Our failure to recover adequately on claims against project owners for payment could have a material effect on us.

        We occasionally bring claims against project owners for additional cost exceeding the contract price or for amounts not included in the original contract price. These types of claims occur due to matters such as owner-caused delays or changes from the initial project scope, which result in additional cost, both direct and indirect. Often, these claims can be the subject of lengthy arbitration or litigation proceedings, and it is often difficult to accurately predict when these claims will be fully resolved. When these types of events occur and unresolved claims are pending, we may invest significant working capital in projects to cover cost overruns pending the resolution of the relevant claims. A failure to promptly recover on these types of claims could have a material adverse impact on our liquidity and financial results.
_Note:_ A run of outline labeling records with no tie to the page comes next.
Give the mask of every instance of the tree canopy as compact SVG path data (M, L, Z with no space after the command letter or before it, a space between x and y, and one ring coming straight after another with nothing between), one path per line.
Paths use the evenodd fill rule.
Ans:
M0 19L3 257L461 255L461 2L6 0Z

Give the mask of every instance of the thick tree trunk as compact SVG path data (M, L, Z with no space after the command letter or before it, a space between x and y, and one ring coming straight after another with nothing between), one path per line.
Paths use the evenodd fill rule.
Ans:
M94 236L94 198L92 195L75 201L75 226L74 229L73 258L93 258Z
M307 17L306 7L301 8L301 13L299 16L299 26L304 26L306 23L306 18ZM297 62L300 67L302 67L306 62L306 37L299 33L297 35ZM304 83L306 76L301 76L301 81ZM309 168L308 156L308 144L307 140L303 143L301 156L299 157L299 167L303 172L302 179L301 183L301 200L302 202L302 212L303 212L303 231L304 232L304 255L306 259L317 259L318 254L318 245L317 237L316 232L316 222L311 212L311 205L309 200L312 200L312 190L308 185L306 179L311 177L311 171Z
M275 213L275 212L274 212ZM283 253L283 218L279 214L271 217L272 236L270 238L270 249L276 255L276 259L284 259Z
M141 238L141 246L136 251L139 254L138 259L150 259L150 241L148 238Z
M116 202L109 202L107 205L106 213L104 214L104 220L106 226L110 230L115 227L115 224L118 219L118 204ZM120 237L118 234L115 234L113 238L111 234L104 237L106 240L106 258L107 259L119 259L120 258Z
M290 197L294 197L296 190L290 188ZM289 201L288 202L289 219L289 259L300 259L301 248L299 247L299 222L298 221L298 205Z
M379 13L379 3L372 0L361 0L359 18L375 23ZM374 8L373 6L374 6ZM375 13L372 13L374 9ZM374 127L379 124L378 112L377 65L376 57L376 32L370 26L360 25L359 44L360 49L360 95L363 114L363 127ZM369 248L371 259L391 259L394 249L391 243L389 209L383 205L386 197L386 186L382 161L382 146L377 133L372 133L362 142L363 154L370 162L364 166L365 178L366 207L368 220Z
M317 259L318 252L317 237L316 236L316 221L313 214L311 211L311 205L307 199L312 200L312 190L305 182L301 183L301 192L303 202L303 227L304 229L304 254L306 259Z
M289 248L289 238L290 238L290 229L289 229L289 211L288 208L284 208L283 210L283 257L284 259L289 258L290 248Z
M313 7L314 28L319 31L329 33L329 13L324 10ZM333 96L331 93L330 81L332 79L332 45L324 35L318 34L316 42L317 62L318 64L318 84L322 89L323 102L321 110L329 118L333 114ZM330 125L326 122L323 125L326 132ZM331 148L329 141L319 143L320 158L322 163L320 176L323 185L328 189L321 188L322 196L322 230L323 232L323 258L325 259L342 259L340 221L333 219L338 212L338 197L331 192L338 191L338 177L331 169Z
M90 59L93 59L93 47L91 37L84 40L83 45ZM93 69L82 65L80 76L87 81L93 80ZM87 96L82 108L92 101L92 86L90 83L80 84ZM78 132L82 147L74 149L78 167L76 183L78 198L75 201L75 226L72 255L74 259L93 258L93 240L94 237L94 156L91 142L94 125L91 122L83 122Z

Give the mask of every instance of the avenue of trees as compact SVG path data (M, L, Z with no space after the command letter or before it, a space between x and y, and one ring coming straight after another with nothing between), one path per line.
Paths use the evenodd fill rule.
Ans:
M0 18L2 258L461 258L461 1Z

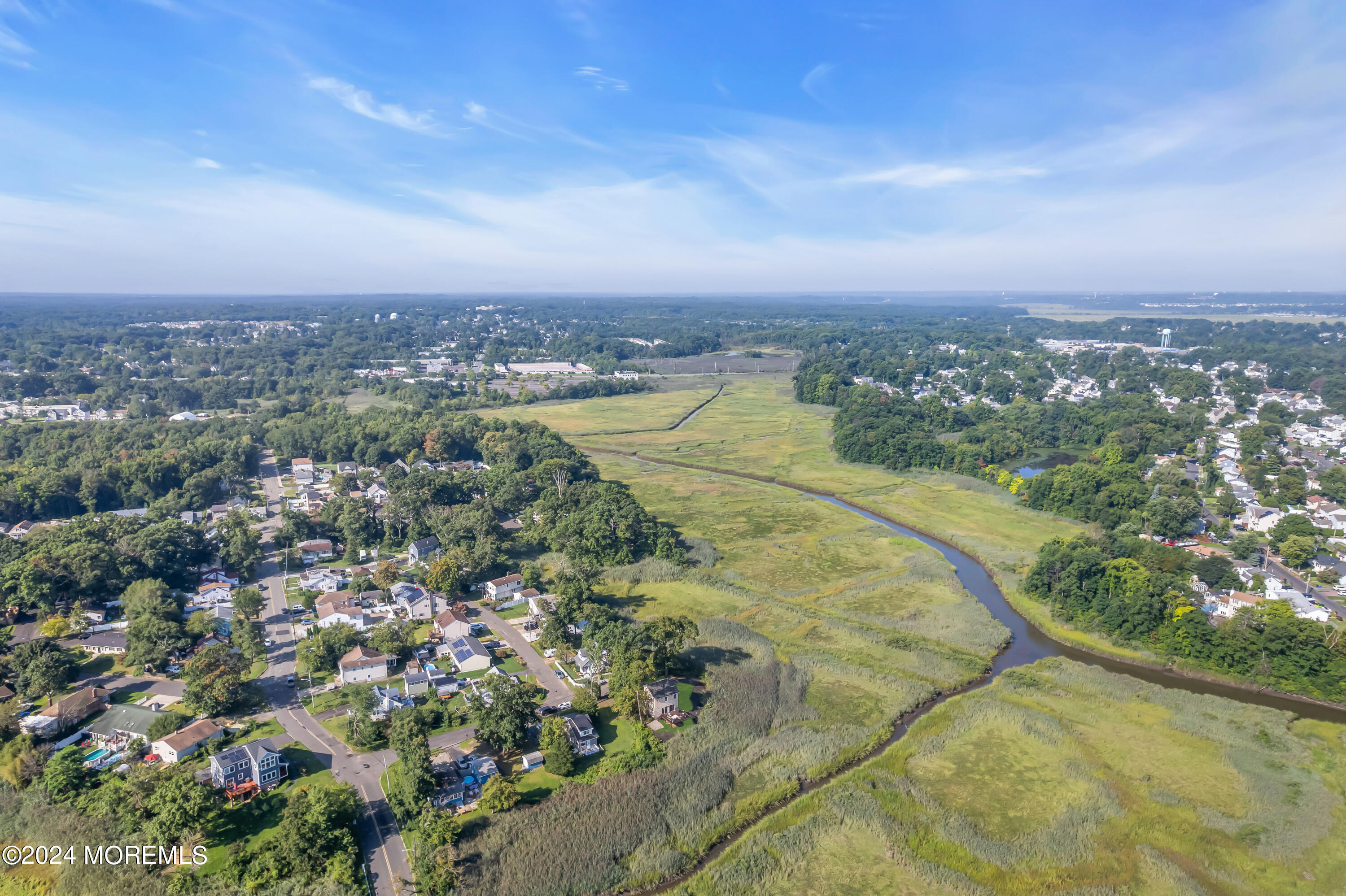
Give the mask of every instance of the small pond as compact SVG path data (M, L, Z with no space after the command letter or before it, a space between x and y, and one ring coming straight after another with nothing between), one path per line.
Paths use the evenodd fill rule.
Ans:
M1074 455L1067 455L1065 452L1058 452L1055 455L1047 455L1046 457L1032 457L1027 464L1015 470L1016 474L1024 479L1032 479L1040 472L1046 472L1053 467L1061 467L1062 464L1073 464L1078 457Z

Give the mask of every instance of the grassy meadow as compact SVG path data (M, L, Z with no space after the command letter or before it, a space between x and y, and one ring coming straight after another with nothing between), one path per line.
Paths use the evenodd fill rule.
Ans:
M794 401L786 374L707 378L724 385L719 398L681 429L639 429L629 422L642 402L686 393L616 396L534 405L516 412L567 432L581 448L633 452L661 460L680 460L782 480L836 492L975 553L1000 573L1015 573L1031 562L1038 546L1071 534L1078 526L1028 510L1014 496L966 476L929 472L895 474L879 467L839 463L832 456L835 409ZM697 391L700 394L700 391ZM708 394L713 394L713 387ZM704 401L704 397L701 398ZM602 408L602 402L606 402ZM690 402L688 406L695 406ZM583 432L567 408L584 410ZM684 412L685 413L685 412ZM677 416L673 417L673 421Z
M1343 736L1043 659L940 705L674 892L1337 893Z

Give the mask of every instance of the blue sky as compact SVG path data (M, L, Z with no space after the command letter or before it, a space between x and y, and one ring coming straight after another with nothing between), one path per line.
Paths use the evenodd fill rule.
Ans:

We have international operations that are subject to foreign economic and political uncertainties. Unexpected and adverse changes in the foreign countries in which we operate could result in project disruptions, increased cost and potential losses.

        Our business is subject to fluctuations in demand and to changing domestic and international economic and political conditions which are beyond our control. As of December 31, 2009, approximately 62 percent of our projected backlog consisted of revenue to be derived from projects and services to be completed outside the United States. We expect that a significant portion of our revenue and profits will continue to come from international projects for the foreseeable future.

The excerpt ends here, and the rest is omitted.